Managing Information Diffusion in Online Social Networks via Structural Analysis
COM1 Level 2
SR7, COM1-02-07
Abstract:
With the advent of Web 2.0, social networks like Facebook and Twitter offer a platform for millions of users to share information, accelerating the diffusion of information among web users. Many studies have been conducted to understand as well as control the information diffusion process. This thesis seeks to address the challenge of developing methods for expanding as well as preventing information diffusion in highly dynamic and time-sensitive online social networks.
To maximize the influence of good information, we first consider the task of maximizing the number of participants in an event via propagating the event information in a location-based social network. Consider an event that is taking place at a specific position after a few days, we wish to propagate the event information to the users that are located near the event venue before the event taking place. In this thesis, we formalize the problem of targeted influence maximization problem in social networks. We adopt a login model where each user is associated with a login probability and he can be influenced by his neighbors only when he is online. We develop a sampling based algorithm that returns a (1-1=e-")- approximate solution.
We then examine the users that are located between remote clusters in social networks. The theory of brokerage in sociology suggests if contacts between two parties are enabled through a third party, the latter occupies a strategic position of controlling information flows. Such individuals are called brokers and they play a key role in disseminating information. However, there is no systematic approach to identify brokers in online social networks. We formally define the problem of detecting top-k brokers given a social network and show that it is NP-hard. We develop a heuristic algorithm to find these brokers based on the weak tie theory. We further design incremental algorithms to identify brokers to handle the dynamic nature of online social networks.

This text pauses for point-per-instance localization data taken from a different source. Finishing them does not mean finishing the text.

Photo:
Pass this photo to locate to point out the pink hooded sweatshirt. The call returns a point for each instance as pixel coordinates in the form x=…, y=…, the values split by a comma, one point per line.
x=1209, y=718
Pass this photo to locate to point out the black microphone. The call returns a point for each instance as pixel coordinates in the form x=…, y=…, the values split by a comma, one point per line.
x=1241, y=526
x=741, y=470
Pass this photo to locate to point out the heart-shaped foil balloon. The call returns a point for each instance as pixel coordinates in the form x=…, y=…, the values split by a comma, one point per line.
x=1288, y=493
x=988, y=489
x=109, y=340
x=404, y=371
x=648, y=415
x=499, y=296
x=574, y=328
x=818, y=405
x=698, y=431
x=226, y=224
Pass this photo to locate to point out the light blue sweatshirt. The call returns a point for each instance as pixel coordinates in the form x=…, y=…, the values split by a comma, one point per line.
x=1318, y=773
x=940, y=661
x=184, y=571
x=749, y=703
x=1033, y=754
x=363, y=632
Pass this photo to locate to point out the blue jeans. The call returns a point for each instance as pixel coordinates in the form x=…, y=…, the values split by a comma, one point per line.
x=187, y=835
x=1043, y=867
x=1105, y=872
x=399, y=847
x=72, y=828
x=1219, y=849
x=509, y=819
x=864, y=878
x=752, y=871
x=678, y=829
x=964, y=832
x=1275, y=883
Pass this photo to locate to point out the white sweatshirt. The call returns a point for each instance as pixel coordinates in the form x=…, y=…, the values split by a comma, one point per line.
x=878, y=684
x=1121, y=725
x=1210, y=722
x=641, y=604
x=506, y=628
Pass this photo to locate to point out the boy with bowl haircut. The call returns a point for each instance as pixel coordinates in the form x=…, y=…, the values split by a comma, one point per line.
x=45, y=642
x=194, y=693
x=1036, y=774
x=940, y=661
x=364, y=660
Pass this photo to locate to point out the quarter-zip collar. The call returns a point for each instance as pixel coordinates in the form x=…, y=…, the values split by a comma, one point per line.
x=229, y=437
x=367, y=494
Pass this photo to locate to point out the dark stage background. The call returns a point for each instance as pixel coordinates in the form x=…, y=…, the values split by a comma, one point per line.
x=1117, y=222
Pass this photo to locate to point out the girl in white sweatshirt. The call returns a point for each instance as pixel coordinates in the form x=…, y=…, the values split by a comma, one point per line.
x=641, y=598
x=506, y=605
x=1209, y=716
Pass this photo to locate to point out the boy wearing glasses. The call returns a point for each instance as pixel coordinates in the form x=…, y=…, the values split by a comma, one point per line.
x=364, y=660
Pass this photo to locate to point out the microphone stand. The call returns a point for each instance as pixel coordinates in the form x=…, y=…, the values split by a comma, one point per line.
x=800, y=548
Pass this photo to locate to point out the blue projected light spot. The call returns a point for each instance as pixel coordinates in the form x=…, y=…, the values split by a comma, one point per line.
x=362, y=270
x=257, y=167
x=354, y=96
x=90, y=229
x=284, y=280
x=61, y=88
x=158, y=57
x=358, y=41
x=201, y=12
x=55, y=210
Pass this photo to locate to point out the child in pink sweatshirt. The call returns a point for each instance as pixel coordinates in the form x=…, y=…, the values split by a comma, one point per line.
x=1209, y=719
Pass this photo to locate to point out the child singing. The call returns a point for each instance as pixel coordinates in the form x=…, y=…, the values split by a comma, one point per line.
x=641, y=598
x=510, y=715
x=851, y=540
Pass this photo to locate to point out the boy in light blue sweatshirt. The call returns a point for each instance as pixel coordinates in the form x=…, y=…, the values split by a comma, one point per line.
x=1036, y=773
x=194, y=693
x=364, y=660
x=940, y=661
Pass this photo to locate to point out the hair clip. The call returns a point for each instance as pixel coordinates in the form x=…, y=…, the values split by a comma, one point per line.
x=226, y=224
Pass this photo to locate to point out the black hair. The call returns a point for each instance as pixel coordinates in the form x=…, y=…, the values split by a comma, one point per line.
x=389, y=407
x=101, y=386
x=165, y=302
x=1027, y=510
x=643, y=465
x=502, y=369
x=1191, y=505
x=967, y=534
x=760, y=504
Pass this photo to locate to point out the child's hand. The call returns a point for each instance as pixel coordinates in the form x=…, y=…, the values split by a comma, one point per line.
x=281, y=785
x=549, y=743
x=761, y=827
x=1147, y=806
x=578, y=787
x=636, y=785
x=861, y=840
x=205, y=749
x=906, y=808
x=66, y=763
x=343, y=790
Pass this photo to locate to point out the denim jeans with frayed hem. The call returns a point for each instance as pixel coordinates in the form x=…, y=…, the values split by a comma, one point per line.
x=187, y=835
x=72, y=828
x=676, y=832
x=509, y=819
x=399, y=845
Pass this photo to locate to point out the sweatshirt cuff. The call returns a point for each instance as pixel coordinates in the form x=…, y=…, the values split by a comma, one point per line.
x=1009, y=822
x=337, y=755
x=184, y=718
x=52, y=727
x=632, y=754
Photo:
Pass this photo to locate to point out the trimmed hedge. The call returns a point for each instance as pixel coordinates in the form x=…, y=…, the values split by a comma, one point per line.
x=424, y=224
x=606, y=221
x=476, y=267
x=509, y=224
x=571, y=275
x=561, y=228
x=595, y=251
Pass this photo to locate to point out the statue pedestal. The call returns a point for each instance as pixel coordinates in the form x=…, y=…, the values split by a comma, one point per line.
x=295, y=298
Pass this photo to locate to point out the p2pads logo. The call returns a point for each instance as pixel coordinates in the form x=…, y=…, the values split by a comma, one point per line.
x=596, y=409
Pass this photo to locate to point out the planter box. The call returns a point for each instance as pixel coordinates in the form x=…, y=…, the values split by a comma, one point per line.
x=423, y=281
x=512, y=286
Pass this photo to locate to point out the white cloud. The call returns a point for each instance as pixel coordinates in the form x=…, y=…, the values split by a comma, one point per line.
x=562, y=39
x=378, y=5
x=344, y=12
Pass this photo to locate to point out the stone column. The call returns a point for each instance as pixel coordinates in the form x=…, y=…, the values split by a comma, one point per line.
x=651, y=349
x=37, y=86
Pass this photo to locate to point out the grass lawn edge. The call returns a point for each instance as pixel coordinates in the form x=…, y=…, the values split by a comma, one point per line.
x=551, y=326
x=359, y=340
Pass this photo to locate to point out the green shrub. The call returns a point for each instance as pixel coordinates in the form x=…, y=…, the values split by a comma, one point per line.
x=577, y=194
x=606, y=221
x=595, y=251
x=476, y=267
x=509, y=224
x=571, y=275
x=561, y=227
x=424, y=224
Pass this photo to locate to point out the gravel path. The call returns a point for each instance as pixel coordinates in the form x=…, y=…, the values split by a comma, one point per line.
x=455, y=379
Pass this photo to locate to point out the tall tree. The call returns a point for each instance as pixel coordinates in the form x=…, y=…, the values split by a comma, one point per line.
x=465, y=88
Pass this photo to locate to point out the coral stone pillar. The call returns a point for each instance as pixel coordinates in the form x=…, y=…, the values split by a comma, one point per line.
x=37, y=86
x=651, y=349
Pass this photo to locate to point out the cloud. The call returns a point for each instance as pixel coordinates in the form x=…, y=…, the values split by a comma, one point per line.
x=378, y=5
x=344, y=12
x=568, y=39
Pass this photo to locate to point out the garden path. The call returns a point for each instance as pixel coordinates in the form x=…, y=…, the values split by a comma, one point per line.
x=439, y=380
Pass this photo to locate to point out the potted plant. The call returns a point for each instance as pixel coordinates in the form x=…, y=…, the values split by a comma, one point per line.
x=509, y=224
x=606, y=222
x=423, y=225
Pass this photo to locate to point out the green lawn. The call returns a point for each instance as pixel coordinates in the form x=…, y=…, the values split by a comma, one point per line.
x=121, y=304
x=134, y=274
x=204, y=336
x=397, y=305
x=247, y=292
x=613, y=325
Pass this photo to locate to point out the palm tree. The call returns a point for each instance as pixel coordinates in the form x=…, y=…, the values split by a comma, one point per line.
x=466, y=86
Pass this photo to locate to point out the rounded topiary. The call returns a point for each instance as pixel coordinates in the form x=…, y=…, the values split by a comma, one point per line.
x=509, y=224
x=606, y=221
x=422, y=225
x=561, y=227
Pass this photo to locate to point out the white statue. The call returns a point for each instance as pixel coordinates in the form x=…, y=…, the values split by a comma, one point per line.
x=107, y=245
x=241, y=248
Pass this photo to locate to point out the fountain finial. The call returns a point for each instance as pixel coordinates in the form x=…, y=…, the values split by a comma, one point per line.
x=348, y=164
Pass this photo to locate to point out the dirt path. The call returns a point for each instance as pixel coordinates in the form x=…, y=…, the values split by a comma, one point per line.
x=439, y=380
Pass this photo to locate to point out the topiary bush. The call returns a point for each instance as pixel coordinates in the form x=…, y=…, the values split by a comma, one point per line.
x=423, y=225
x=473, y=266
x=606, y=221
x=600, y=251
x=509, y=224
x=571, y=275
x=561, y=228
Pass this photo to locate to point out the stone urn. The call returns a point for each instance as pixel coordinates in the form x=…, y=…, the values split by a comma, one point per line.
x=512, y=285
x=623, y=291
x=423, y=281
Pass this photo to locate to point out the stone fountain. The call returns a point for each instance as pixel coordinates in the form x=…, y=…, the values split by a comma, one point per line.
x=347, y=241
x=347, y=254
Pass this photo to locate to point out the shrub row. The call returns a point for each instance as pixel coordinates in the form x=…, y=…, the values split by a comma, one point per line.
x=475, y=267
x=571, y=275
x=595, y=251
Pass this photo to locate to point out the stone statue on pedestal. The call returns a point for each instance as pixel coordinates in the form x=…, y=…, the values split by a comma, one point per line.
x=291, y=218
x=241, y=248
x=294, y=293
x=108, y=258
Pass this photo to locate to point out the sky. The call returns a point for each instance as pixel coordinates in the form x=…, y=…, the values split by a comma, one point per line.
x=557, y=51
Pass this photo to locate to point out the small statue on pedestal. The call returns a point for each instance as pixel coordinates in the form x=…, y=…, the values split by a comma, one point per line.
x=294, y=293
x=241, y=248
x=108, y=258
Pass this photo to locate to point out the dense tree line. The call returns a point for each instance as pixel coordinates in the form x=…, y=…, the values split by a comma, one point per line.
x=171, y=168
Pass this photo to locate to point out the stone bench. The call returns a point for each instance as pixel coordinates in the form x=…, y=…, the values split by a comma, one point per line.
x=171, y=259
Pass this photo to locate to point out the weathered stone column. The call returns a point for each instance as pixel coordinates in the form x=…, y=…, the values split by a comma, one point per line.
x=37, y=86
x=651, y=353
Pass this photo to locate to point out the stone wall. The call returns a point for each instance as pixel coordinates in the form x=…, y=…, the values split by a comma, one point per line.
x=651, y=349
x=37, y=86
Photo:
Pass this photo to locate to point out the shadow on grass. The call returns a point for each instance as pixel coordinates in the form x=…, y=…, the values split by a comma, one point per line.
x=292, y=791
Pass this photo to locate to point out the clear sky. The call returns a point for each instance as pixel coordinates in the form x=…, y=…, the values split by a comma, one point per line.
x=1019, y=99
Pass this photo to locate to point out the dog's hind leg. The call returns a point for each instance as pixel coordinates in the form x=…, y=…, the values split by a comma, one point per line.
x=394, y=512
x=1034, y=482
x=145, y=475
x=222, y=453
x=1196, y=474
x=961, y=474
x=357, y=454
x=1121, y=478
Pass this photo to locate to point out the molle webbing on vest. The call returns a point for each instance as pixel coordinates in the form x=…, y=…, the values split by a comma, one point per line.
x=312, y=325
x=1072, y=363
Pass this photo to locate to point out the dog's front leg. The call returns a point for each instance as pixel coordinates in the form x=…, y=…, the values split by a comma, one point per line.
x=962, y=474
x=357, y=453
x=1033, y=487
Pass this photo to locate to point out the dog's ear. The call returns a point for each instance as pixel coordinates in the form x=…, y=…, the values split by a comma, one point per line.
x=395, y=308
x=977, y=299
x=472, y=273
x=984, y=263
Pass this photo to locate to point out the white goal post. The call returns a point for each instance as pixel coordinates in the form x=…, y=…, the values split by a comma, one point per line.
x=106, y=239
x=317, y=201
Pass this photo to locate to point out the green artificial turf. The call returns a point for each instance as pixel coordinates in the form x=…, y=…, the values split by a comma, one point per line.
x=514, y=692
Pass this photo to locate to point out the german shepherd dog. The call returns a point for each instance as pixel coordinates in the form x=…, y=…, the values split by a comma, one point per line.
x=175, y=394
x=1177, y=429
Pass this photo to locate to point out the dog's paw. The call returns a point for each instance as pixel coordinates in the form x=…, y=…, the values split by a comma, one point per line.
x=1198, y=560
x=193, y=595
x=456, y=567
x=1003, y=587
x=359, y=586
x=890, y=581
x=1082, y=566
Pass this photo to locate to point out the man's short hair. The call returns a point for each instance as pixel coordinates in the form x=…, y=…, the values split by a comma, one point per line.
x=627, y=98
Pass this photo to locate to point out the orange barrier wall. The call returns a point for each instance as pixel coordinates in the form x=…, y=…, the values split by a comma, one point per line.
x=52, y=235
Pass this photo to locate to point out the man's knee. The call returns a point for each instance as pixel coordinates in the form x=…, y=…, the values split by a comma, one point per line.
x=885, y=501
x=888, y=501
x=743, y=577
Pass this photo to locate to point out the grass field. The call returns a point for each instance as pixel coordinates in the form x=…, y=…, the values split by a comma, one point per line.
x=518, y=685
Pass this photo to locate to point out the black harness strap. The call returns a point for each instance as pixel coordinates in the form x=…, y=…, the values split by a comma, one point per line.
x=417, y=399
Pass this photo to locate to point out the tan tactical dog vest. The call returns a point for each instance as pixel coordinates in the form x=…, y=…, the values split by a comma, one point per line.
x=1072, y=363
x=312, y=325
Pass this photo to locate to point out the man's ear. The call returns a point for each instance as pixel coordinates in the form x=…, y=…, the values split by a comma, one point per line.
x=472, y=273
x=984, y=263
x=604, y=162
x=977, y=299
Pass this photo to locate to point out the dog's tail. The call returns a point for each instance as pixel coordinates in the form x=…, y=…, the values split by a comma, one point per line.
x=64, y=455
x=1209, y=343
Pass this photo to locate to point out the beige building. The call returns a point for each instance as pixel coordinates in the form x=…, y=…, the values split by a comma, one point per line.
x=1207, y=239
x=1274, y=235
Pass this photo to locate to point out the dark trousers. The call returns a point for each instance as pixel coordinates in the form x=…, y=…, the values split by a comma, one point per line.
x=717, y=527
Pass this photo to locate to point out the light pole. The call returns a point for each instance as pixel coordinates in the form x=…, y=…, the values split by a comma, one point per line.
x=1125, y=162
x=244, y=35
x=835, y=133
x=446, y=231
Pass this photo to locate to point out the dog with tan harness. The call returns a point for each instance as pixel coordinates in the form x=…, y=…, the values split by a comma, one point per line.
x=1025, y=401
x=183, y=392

To minimize the influence of misinformation, we first consider locating nodes to immunize in computer/social networks to control the spread of virus or rumors. In real-world contagions, nodes may get infected by external sources when the propagation is underway. While most studies formalize the problem in a setting where contagion starts at one time point, we model a more realistic situation where there are likely to be many breakouts of contagions over a time window. We call this the node immunization over infectious period (NIIP) problem. We propose a heuristic algorithm to select k nodes to immunize over a time period.
Furthermore, we realize it is more effective to identify nodes to start a truth campaign to block the spreading of rumor. Existing works on limiting misinformation propagation do not take into account the delays of information diffusion or the time point beyond which propagation of misinformation is no longer critical. In this paper, we consider information is propagated with delays and the goal is to reduce the number of rumor-infected users before a deadline. We call this the Temporal Influence Blocking (TIB) problem, and propose a two-phase solution called TIB-Solver to select k nodes to start a truth campaign such that the number of users reached by a rumor is minimized.